Year-to-date, according to RBC, Sabra has deployed $165.9 million of capital. Matros says, “We had planned to do $170 million by June, and we’re already there before the end of the first half of the year.”

Also year-to-date, the company acquired roughly $138 million of assets, largely consisting of senior-housing and memory-care facilities and invested another roughly $28 million in construction loans and preferred-equity investments, RBC reports. It expects to be able to deploy another $180 million to $230 million during the rest of the year.

RBC estimates that the REIT has roughly $82 million of dry powder and reports management indicated at quarter-end that it had $129.8 million of liquidity including unrestricted cash and availabilities on the line of credit.
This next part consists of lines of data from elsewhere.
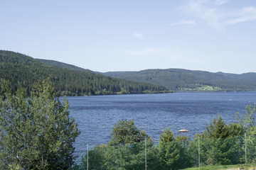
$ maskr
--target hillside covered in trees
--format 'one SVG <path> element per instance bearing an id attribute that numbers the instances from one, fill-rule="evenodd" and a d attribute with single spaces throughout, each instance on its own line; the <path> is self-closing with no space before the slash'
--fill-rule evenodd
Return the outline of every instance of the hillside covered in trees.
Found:
<path id="1" fill-rule="evenodd" d="M 122 80 L 58 62 L 53 63 L 0 50 L 0 78 L 11 81 L 14 90 L 25 88 L 28 95 L 35 82 L 48 78 L 61 96 L 171 92 L 162 86 Z"/>
<path id="2" fill-rule="evenodd" d="M 103 74 L 165 86 L 171 90 L 178 91 L 256 91 L 256 73 L 235 74 L 168 69 L 106 72 Z"/>

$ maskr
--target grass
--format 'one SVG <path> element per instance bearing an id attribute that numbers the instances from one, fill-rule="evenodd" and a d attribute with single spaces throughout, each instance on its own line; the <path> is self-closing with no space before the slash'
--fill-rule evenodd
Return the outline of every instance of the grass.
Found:
<path id="1" fill-rule="evenodd" d="M 198 167 L 188 168 L 183 170 L 198 170 Z M 215 170 L 215 169 L 256 169 L 255 166 L 248 166 L 245 164 L 237 164 L 237 165 L 219 165 L 219 166 L 207 166 L 200 167 L 200 170 Z"/>

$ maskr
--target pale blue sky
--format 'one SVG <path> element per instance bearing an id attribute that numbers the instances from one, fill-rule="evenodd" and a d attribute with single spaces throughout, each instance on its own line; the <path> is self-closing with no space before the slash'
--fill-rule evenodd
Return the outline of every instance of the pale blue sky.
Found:
<path id="1" fill-rule="evenodd" d="M 255 0 L 0 0 L 0 49 L 98 72 L 256 72 Z"/>

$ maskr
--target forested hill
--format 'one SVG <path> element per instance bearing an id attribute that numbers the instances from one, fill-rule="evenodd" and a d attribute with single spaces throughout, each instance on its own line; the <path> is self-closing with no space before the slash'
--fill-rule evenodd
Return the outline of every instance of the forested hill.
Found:
<path id="1" fill-rule="evenodd" d="M 82 72 L 93 72 L 92 70 L 90 69 L 85 69 L 81 67 L 78 67 L 72 64 L 68 64 L 64 62 L 60 62 L 55 60 L 43 60 L 43 59 L 36 59 L 39 62 L 42 62 L 53 66 L 57 66 L 58 67 L 63 68 L 63 69 L 73 69 L 73 70 L 77 70 L 77 71 L 82 71 Z"/>
<path id="2" fill-rule="evenodd" d="M 162 86 L 64 69 L 20 53 L 0 50 L 0 80 L 9 80 L 14 90 L 23 86 L 29 95 L 36 81 L 47 78 L 62 96 L 171 92 Z"/>
<path id="3" fill-rule="evenodd" d="M 168 69 L 106 72 L 103 74 L 165 86 L 174 91 L 256 91 L 256 73 L 235 74 Z"/>

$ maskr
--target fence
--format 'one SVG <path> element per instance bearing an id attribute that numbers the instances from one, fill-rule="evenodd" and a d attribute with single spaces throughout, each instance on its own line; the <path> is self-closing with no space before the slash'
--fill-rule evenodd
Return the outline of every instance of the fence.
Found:
<path id="1" fill-rule="evenodd" d="M 69 170 L 181 169 L 209 165 L 255 164 L 256 137 L 195 138 L 122 146 L 97 145 L 83 153 Z"/>

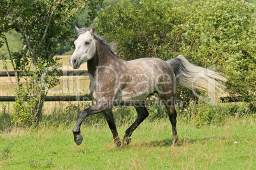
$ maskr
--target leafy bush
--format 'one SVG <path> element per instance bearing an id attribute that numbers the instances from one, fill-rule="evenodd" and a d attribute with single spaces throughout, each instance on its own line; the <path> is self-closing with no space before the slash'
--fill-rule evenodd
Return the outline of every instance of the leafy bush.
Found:
<path id="1" fill-rule="evenodd" d="M 118 43 L 122 58 L 167 60 L 182 54 L 193 64 L 225 74 L 228 93 L 252 100 L 255 12 L 252 4 L 238 0 L 121 0 L 101 10 L 95 22 L 97 33 Z M 180 88 L 185 99 L 192 96 Z"/>

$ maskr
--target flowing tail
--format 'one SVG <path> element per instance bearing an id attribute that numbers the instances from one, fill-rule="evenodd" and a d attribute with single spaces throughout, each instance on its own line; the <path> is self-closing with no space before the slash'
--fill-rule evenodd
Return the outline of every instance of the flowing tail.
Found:
<path id="1" fill-rule="evenodd" d="M 190 89 L 200 98 L 196 90 L 207 91 L 211 103 L 218 103 L 218 96 L 224 93 L 227 79 L 220 73 L 189 63 L 183 55 L 166 61 L 173 67 L 176 81 L 181 85 Z"/>

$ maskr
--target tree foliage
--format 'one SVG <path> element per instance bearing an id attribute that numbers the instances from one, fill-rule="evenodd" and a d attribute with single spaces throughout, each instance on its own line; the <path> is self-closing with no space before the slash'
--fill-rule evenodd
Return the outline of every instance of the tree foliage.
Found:
<path id="1" fill-rule="evenodd" d="M 118 43 L 124 58 L 182 54 L 223 72 L 227 92 L 248 100 L 256 91 L 255 14 L 253 4 L 238 0 L 121 0 L 100 11 L 96 23 L 98 33 Z"/>
<path id="2" fill-rule="evenodd" d="M 54 57 L 64 42 L 74 36 L 74 15 L 85 8 L 96 9 L 101 0 L 4 0 L 0 2 L 0 47 L 5 44 L 15 72 L 13 122 L 38 124 L 48 89 L 59 83 L 59 58 Z M 92 11 L 91 11 L 92 13 Z M 20 35 L 23 49 L 12 53 L 6 32 Z M 2 60 L 6 58 L 1 55 Z M 7 71 L 8 68 L 5 67 Z M 49 73 L 51 73 L 49 74 Z"/>

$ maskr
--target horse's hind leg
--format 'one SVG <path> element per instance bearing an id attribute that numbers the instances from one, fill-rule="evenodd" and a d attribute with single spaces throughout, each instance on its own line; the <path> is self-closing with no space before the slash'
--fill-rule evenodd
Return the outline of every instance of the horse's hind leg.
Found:
<path id="1" fill-rule="evenodd" d="M 148 112 L 144 105 L 135 107 L 138 113 L 138 117 L 135 122 L 125 131 L 123 140 L 123 144 L 125 145 L 128 145 L 131 142 L 131 138 L 133 131 L 139 126 L 139 125 L 148 116 Z"/>
<path id="2" fill-rule="evenodd" d="M 174 107 L 176 98 L 176 82 L 172 81 L 174 79 L 174 76 L 164 77 L 162 81 L 166 83 L 159 85 L 158 95 L 166 107 L 169 119 L 173 128 L 173 146 L 176 147 L 178 140 L 176 129 L 177 113 Z"/>
<path id="3" fill-rule="evenodd" d="M 117 148 L 119 148 L 121 146 L 121 141 L 120 140 L 118 133 L 117 133 L 117 126 L 115 123 L 114 117 L 113 116 L 112 112 L 111 110 L 104 111 L 103 115 L 106 118 L 108 126 L 110 128 L 111 131 L 114 138 L 115 143 Z"/>
<path id="4" fill-rule="evenodd" d="M 168 106 L 167 105 L 166 105 L 166 106 L 169 119 L 173 127 L 173 144 L 174 147 L 177 147 L 178 140 L 176 129 L 177 113 L 174 106 Z"/>

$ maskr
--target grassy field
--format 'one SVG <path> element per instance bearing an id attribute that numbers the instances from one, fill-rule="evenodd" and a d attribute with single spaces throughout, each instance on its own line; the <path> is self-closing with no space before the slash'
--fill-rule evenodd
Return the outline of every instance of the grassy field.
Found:
<path id="1" fill-rule="evenodd" d="M 197 128 L 179 119 L 174 148 L 169 120 L 148 119 L 120 150 L 104 121 L 82 126 L 80 146 L 73 141 L 74 123 L 13 128 L 0 134 L 0 169 L 255 169 L 255 123 L 251 116 L 229 117 L 221 126 Z M 118 126 L 121 136 L 127 126 Z"/>
<path id="2" fill-rule="evenodd" d="M 69 58 L 62 57 L 63 70 L 72 70 Z M 80 70 L 87 70 L 86 64 Z M 88 77 L 62 77 L 53 90 L 66 95 L 88 89 Z M 0 95 L 11 95 L 4 81 L 8 79 L 1 79 Z M 162 108 L 150 108 L 150 117 L 133 133 L 131 144 L 119 150 L 100 114 L 86 119 L 81 129 L 83 141 L 76 145 L 72 129 L 89 104 L 45 102 L 39 128 L 18 128 L 10 126 L 11 103 L 0 103 L 0 169 L 256 169 L 255 103 L 254 107 L 221 103 L 220 108 L 202 103 L 190 105 L 182 114 L 178 110 L 176 148 L 172 146 L 168 119 L 164 113 L 160 118 Z M 136 114 L 134 108 L 114 110 L 122 137 Z M 161 115 L 156 115 L 159 112 Z M 212 121 L 203 125 L 208 118 Z"/>

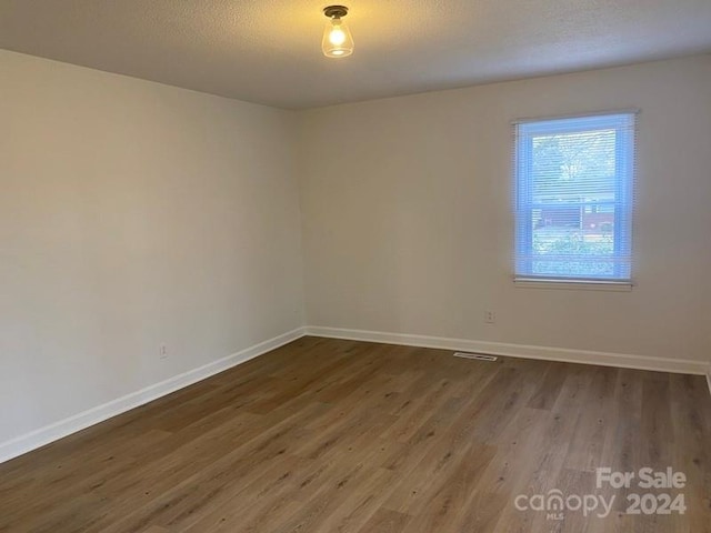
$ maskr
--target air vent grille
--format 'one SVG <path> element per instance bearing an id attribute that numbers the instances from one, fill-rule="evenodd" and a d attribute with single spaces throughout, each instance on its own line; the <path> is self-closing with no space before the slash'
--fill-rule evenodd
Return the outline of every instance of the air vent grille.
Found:
<path id="1" fill-rule="evenodd" d="M 478 361 L 495 361 L 495 355 L 487 355 L 484 353 L 465 353 L 465 352 L 454 352 L 455 358 L 463 359 L 475 359 Z"/>

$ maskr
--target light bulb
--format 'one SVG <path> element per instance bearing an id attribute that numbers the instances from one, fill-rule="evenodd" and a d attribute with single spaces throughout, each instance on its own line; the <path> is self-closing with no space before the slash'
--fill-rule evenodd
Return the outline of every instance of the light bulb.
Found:
<path id="1" fill-rule="evenodd" d="M 331 6 L 326 8 L 326 16 L 329 21 L 323 30 L 323 41 L 321 49 L 328 58 L 344 58 L 353 53 L 353 38 L 348 26 L 341 17 L 348 13 L 348 8 L 343 6 Z"/>
<path id="2" fill-rule="evenodd" d="M 346 32 L 341 30 L 340 26 L 341 24 L 333 24 L 333 28 L 331 28 L 331 32 L 329 33 L 329 41 L 334 47 L 340 47 L 346 42 Z"/>

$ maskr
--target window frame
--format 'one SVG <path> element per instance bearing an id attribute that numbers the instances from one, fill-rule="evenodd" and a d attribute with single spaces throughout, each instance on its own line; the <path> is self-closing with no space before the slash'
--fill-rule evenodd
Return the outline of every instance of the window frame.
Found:
<path id="1" fill-rule="evenodd" d="M 514 223 L 514 260 L 513 280 L 517 286 L 528 288 L 554 288 L 554 289 L 594 289 L 630 290 L 633 285 L 632 261 L 632 227 L 634 220 L 634 194 L 637 189 L 637 128 L 639 109 L 624 109 L 613 111 L 599 111 L 592 113 L 577 113 L 558 117 L 534 119 L 520 119 L 512 122 L 513 127 L 513 223 Z M 574 133 L 575 131 L 593 131 L 595 129 L 614 129 L 615 131 L 615 180 L 614 200 L 601 203 L 610 203 L 614 207 L 613 224 L 613 258 L 629 257 L 629 270 L 623 269 L 619 261 L 614 261 L 613 276 L 577 276 L 561 274 L 534 274 L 532 273 L 533 258 L 533 217 L 535 203 L 532 200 L 533 182 L 531 167 L 533 158 L 533 138 L 537 127 L 541 133 L 550 133 L 550 128 L 555 121 L 580 120 L 580 124 L 570 124 L 560 130 L 561 133 Z M 630 125 L 631 124 L 631 125 Z M 597 125 L 597 127 L 594 127 Z M 521 130 L 528 130 L 522 132 Z M 624 178 L 620 179 L 623 174 Z M 584 207 L 587 202 L 580 202 Z M 599 209 L 594 204 L 595 211 Z M 540 209 L 540 208 L 539 208 Z M 618 214 L 620 213 L 620 214 Z M 523 220 L 520 218 L 523 217 Z M 624 223 L 618 223 L 622 219 Z M 522 231 L 523 230 L 523 231 Z M 624 272 L 623 272 L 624 270 Z"/>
Subsequent to quarter-end, Sabra invested roughly $18 million of cash and repaid a $30 million mortgage loan, making its liquidity position appear tight currently. “We had a successful equity offering and deleveraged our balance sheet last week,” Matros says.

In addition, Sabra has refinanced roughly $270 million of high-yielding debt year-to-date and issued $350 million of unsecured notes during the quarter with an interest rate of 5.5%, according to RBC. The REIT also repaid $211 million of high-yielding unsecured notes that had an interest rate of 8.1%. Also, the company refinanced $44.8 million of high-yielding mortgage debt with HUD at an average of 4.25%, and subsequent to quarter-end, refinanced another $11.6 million at 4.1%.

RBC’s research analyst Michael Carroll, who co-authored the analysis of the REIT, was unavailable for comment prior to deadline.

As GlobeSt.com reported in February, the REIT acquired for $90 million cash six senior-housing facilities in the Midwest that have a total of 673 beds or units. The six sit within a 100-mile radius of Omaha and provide a variety of living arrangements including 292 skilled nursing beds, 213 independent living units and 168 assisted living units.